Page 690 - The Mechatronics Handbook
P. 690

Identification of Ignorance

                                 The final role of modeling is to help us identify our ignorance. This takes two forms. First, the construction
                                 of the model often requires us to name parameters whose numerical value is unknown. This leads us to
                                 estimate the possible range of such parameters or to design experiments to determine the parameter’s value.
                                 Identifying missing details is the first step in determining them. In this way models help us identify our
                                 ignorance of details of the problem or our proposed solution. Secondly, the predictions we make with the
                                 help of our models are testable. The adequacy of a model to describe system behavior can be determined by
                                 comparing actual system behavior with predictions based on that model. Differences between actual system
                                 performance and a model’s predictions point to errors in the model that may be significant. By testing the
                                 validity of our models we identify aspects of the real system that are inadequately reproduced in our model
                                 or artifacts of the model that do not exist in the real system. These discrepancies may point to an inappropriate
                                 assumption or to a fundamental misunderstanding of the physical system. In either case, the source of these
                                 discrepancies should be understood in order to determine if our model is adequate for its intended purpose.


                                 22.3 Modeling of Systems and Signals

                                 In the area of systems and signals we typically deal with the modeling of system dynamics and information
                                 flows through the system and its environment. As can be seen from the discussion above, this is but a
                                 small part of the modeling needed for system design. However, there are a number of decisions that must
                                 be made in selecting a model for the behavior of a dynamic system. These include the choice between
                                 analytic and numerical modeling, the use of distributed or lumped parameters, the approach used to
                                 model random factors, and the choice between linear and nonlinear models. These issues are considered
                                 in the paragraphs below.

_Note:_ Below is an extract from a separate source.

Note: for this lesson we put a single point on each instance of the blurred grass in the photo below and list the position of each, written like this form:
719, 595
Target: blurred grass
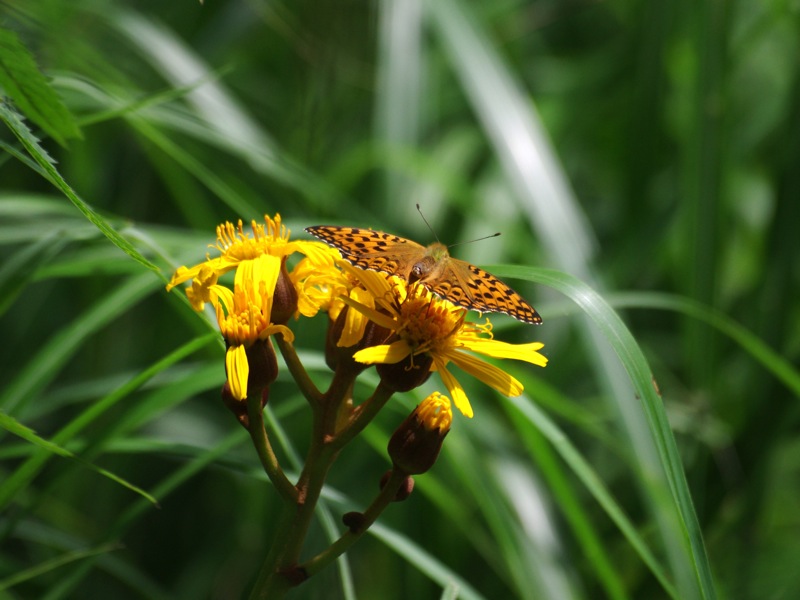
640, 148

                                 Analytical vs. Numerical Models
                                 In this area both analytical and numerical tools are available to support our efforts, so we have a number
                                 of decisions to make regarding the level of complexity of the models we choose to use for various tasks.
                                 Analytical tools provide insights into overall system behaviors and can allow us to make comparisons
                                 between dissimilar systems based on a similarity in their models. These analogous systems often prove
                                 useful in the concept generation phase of design because they allow us to bring to bear solutions to
                                 diverse problems to the solution of the problem at hand. However, as described above, these analogies
                                 usually break down upon closer inspection. In the case of analogies in dynamics, they are typically based
                                 on systems described by equivalent differential equations (e.g., electronic and mechanical oscillators).
                                 However, these linear differential equations are but simplifications that ignore nonlinearities and time-
                                 dependent behavior that may greatly affect system behavior. Therefore, when applying analogies one
                                 must always be careful to explicitly state assumptions made in the modeling process.
                                   Numerical tools, on the other hand, do not yield the same insights of analytical tools, but provide
                                 other and more detailed insights into real system behavior and performance. Typically these tools become
                                 most useful later in the design process, both for tradeoff analysis and for detailed design work. The
                                 availability of these tools opens many doors to modeling options that have in the past been closed and
                                 allows us to consider options that have historically been considered unwieldy. For example, numerical
                                 solution of nonlinear differential equations allows modeling of systems that had previously been
                                 approached only with linear approximations.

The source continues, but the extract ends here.